Currently, the two popular scanning modules used in these SLAM systems (Hokuyo and Velodyne) each have a lot of noise/fuzz in the data —several cms—compared to most static scanners. Although vendors use averaging algorithms to minimize noise effects to aid in accurate room dimensioning, data can still be too noisy to pick out elements that may be important.
For example, small piping, guy wires, switch plate locations, etc. may not be able to be discerned or accurately located. Color, scan-intensity mapping, separate picture taking, and other visual approaches can help some, but may still not be sufficient. Likewise, some automated feature-extraction software tools, such as automated piping-extraction, aren’t useful with data that’s too noisy.
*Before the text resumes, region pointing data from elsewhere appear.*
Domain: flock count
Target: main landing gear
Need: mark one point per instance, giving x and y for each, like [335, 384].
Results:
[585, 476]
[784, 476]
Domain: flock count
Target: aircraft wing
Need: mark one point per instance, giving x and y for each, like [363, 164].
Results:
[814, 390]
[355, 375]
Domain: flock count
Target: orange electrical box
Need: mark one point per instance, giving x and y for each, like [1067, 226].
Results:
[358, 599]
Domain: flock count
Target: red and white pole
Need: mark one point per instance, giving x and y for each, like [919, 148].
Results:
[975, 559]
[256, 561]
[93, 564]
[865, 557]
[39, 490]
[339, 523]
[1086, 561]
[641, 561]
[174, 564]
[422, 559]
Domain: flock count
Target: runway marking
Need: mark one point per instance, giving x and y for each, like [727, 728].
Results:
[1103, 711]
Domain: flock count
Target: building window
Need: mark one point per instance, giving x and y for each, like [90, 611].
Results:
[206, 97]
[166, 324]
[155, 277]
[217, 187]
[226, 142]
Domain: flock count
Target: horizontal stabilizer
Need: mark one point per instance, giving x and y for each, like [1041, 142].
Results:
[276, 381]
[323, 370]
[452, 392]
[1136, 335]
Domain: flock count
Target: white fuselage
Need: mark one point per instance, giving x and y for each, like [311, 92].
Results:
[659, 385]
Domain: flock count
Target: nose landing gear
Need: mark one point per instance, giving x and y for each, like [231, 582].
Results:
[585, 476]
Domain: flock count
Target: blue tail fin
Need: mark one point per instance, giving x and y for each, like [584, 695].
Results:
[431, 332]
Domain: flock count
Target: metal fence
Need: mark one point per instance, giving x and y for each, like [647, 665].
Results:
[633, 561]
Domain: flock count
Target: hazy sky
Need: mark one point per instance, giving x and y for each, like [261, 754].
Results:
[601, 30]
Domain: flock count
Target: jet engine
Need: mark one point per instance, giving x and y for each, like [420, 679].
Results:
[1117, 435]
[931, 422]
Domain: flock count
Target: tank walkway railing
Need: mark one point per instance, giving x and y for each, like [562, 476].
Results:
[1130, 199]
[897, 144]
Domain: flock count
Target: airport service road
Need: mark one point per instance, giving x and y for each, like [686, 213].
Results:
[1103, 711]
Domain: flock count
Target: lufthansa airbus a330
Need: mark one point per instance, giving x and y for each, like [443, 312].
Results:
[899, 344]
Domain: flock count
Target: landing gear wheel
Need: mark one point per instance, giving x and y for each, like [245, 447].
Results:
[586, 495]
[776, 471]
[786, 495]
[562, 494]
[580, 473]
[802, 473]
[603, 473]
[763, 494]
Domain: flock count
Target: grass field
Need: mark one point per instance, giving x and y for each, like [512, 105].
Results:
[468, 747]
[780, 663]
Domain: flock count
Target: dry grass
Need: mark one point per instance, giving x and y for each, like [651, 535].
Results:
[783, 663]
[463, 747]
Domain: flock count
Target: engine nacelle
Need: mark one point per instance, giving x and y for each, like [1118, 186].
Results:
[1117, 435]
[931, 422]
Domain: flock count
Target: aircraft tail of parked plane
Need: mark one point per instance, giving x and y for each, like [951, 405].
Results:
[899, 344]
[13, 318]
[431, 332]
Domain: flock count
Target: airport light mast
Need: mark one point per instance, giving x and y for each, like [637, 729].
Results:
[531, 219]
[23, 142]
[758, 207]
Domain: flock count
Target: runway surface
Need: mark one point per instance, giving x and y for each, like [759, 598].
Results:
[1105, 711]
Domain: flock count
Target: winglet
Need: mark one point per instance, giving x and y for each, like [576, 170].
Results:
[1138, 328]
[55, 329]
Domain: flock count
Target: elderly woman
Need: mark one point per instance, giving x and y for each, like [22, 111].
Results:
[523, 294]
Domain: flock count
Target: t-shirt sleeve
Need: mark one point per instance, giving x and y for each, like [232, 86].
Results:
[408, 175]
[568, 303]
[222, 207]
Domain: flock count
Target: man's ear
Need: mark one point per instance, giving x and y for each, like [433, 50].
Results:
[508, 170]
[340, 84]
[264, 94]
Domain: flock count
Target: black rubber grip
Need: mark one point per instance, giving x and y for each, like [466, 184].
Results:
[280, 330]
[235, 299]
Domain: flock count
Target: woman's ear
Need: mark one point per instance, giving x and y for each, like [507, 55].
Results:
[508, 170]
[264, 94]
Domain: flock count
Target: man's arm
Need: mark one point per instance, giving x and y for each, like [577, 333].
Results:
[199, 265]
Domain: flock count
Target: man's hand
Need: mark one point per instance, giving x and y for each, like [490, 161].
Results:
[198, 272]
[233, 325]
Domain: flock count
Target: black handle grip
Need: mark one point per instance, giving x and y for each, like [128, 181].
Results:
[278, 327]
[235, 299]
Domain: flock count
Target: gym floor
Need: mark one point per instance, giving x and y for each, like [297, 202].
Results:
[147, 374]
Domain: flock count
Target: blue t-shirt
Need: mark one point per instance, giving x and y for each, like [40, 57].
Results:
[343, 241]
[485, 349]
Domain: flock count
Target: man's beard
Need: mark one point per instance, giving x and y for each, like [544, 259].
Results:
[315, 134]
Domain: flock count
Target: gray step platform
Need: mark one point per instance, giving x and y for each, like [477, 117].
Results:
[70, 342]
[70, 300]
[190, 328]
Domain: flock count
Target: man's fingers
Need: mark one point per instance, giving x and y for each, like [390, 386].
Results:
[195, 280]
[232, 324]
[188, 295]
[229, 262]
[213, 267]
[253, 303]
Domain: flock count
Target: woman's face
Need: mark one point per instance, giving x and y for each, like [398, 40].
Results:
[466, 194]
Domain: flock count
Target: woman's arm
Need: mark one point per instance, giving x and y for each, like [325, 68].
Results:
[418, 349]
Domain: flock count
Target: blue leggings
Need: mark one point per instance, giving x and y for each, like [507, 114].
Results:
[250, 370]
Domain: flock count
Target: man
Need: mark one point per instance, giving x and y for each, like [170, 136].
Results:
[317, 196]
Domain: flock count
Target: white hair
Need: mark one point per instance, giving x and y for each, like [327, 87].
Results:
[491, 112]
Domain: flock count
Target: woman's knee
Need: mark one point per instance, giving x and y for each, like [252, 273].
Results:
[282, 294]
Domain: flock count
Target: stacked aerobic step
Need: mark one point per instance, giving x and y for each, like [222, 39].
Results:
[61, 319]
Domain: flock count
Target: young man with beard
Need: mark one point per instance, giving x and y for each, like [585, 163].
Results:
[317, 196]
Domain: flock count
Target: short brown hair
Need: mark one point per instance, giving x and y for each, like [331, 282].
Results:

A related shortcoming of many current walkaround mobile scanning systems is the visual quality of point clouds, as far as true color texture mapping, false colorization, or intensity mapping. If you expect to see images of crisp point clouds with balanced, true colors that look like photos, you risk being disappointed. They’re great for cutting sections to create deliverables, but compared to high-end static scanning/imaging visuals they’re currently not there.
SLAM likes feature-rich spaces/environments, as it uses these features to “register” consecutive scan data together via distinct elements within consecutive digital images. So, sweet spots here include rock-walled mines and caves, dense forest (tree sizing), mechanical rooms, etc.
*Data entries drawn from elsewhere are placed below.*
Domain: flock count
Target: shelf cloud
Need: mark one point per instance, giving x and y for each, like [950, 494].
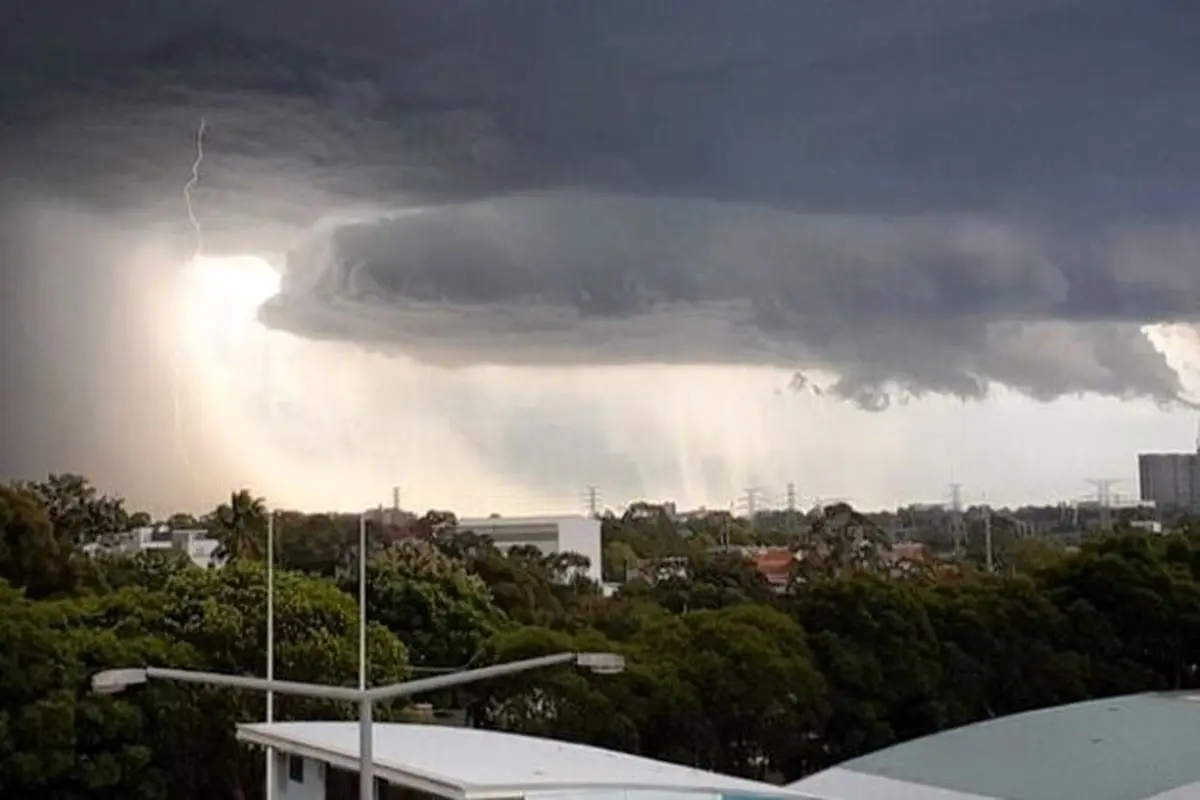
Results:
[888, 199]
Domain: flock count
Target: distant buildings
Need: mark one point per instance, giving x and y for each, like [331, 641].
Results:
[569, 534]
[196, 543]
[1171, 481]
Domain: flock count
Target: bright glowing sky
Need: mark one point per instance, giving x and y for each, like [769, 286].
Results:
[327, 425]
[508, 251]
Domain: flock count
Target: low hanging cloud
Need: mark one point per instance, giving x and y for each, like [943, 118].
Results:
[909, 305]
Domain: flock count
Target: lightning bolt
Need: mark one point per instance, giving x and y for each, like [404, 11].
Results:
[191, 185]
[180, 440]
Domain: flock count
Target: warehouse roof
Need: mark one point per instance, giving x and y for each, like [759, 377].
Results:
[481, 764]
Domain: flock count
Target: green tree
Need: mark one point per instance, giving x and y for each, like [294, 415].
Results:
[754, 696]
[59, 740]
[874, 642]
[240, 525]
[31, 557]
[77, 510]
[439, 611]
[222, 615]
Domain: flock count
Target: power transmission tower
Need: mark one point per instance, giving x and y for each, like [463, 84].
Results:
[958, 525]
[957, 498]
[753, 501]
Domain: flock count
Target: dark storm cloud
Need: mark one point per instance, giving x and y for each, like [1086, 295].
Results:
[943, 304]
[928, 196]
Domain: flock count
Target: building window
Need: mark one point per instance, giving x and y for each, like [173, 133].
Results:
[295, 769]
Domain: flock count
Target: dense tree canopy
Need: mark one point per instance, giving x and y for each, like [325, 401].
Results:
[726, 669]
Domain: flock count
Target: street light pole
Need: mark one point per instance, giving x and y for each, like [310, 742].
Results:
[117, 680]
[270, 648]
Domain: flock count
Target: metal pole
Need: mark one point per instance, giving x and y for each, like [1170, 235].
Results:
[366, 761]
[468, 677]
[270, 648]
[987, 535]
[256, 684]
[363, 601]
[366, 755]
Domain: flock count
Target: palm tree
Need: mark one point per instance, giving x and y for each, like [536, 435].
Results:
[240, 525]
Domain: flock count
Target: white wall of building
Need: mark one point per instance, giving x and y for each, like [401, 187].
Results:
[196, 543]
[567, 534]
[299, 779]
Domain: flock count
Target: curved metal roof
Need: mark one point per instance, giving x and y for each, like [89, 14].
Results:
[1135, 747]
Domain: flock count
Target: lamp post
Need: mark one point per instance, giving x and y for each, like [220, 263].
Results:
[113, 681]
[269, 771]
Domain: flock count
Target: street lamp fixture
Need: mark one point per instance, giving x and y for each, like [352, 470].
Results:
[113, 681]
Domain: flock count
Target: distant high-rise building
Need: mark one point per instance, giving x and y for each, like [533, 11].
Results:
[1170, 481]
Long, flat featureless corridors are not good candidates, nor are wide, flat, featureless roads. An analogy can be made with the use of cloud-to-cloud (C-to-C) registration approaches for static scanning; C-to-C registration likes spaces with “good 3D geometry,” like industrial plants with pipes running vertically, horizontally, at different elevations, and in varying directions.
Need to scan continuously
The big advantage of walkaround mobile scanning is field productivity, and that comes from not having to stop, set up, tear down, move, stop, etc. Thus, sites with lots doors that must remain closed—yet the spaces behind those doors need to be captured—are less attractive. The big win for mobile is moving continuously.
Some walkaround mobile scanning systems also have type-specific constraints/challenges/solutions.
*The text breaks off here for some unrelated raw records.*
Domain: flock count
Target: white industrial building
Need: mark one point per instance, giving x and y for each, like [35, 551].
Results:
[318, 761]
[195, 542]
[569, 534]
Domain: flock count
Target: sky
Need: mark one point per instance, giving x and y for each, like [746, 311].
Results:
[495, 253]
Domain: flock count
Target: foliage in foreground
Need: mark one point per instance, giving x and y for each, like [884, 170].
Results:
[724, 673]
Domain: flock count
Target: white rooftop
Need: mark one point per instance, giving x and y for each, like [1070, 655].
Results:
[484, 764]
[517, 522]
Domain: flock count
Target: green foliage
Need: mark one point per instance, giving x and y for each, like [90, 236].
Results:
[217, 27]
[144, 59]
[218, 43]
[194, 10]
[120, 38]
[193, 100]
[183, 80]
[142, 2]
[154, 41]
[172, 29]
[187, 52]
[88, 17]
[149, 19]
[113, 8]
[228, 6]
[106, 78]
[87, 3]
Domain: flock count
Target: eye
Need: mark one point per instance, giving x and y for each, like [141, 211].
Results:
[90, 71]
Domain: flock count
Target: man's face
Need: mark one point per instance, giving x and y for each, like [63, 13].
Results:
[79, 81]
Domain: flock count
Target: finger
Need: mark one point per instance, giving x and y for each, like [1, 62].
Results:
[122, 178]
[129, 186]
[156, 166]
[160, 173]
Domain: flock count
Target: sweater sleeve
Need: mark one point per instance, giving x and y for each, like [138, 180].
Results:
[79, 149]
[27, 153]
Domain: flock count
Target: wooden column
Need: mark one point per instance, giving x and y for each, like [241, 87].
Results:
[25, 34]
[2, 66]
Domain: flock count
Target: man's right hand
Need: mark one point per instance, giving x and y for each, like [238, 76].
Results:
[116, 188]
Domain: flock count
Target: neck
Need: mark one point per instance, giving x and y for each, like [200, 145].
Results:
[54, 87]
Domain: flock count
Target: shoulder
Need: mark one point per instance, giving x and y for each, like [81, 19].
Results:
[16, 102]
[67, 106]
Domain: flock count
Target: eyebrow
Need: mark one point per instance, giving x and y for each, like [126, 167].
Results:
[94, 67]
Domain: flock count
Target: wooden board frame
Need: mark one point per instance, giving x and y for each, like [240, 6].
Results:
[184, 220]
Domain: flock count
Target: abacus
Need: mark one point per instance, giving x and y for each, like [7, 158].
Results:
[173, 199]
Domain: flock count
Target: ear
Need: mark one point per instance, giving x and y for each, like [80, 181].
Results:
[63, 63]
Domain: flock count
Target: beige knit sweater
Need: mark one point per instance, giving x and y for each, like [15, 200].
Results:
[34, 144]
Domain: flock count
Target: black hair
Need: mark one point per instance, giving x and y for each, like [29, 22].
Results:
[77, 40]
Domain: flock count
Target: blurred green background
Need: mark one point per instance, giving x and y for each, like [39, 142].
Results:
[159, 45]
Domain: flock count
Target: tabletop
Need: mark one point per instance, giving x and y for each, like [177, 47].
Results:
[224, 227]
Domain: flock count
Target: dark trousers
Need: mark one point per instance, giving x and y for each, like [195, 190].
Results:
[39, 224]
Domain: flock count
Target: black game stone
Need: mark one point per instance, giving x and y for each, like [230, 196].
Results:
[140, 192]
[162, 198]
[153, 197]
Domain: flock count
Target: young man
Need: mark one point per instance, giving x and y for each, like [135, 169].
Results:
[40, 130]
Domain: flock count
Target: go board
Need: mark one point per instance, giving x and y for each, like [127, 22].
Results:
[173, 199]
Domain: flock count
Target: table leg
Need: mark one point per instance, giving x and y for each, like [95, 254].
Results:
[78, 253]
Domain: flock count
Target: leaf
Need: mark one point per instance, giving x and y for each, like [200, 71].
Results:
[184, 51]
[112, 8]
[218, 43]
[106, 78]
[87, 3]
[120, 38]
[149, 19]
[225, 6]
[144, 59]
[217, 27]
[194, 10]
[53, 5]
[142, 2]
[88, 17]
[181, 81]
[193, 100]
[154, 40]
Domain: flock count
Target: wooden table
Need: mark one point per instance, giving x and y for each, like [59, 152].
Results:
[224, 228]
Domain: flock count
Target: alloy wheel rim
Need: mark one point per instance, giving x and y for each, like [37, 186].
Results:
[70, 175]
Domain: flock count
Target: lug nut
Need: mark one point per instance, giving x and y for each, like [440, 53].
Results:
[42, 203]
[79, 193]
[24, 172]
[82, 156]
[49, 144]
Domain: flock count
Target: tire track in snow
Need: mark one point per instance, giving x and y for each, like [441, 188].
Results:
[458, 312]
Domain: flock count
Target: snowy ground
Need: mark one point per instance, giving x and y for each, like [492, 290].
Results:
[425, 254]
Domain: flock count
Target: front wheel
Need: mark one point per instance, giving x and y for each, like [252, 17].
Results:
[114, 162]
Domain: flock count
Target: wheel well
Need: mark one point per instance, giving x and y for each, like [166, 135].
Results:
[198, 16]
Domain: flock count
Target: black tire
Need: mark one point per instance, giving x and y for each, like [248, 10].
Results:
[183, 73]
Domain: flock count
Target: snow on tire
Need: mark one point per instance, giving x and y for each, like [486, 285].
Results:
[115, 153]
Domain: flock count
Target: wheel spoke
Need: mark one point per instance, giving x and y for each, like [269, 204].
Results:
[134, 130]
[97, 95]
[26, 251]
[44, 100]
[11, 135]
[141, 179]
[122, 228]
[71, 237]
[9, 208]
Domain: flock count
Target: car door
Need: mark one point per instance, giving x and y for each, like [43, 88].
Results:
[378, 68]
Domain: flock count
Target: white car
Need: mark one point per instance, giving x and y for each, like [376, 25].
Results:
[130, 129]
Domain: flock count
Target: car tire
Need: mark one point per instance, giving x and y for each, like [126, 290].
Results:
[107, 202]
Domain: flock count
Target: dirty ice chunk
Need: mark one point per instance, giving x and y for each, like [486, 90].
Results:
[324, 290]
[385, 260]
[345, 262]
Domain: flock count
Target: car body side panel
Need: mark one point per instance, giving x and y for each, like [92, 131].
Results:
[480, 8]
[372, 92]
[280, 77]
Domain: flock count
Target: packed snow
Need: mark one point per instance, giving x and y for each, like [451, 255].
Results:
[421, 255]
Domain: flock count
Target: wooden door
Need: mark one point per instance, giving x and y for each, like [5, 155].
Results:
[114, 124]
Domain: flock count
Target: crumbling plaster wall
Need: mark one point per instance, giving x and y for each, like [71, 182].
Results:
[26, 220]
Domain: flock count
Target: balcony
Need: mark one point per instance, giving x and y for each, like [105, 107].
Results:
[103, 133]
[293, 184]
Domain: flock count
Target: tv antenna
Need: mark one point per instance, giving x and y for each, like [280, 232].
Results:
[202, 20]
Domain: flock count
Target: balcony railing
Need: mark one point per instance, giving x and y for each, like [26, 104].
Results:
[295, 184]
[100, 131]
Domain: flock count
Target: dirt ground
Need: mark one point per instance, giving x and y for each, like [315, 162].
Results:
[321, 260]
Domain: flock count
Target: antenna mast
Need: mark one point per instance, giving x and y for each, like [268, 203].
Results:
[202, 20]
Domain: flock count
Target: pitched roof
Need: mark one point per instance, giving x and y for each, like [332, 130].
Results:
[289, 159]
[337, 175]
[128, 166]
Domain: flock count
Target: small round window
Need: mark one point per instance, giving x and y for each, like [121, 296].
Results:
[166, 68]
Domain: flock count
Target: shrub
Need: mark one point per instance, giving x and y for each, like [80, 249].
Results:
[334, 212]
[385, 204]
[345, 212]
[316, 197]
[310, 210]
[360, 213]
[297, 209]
Pushcart: These systems need flat floors and sufficient space to push them. Some systems are more forgiving regarding floor flatness than others, but smooth, flat floors are a big plus.
Backpack: You can carry them or put them on other mobile platforms, but they take up a fair bit of physical space compared to hand-carry or handheld systems, so they’re not well suited to small interior spaces that are otherwise hard to access.
Hand-carry: There are specific advantages/constraints for each hand-carry system on the market, but in my view as a group, they don’t have additional, noteworthy constraints.
Handheld: Currently these systems are very short range, so they’re best used where you can be within a few feet of the objects/scenes that you need to capture.
In the big picture, yes, walkaround mobile scanning systems have their own constraints and challenges—and solutions that users can apply to address them. In the still bigger picture, the real, net benefits of these systems are often big. Very big.
And in my view, the future for this technology and users of it is also big. Very big.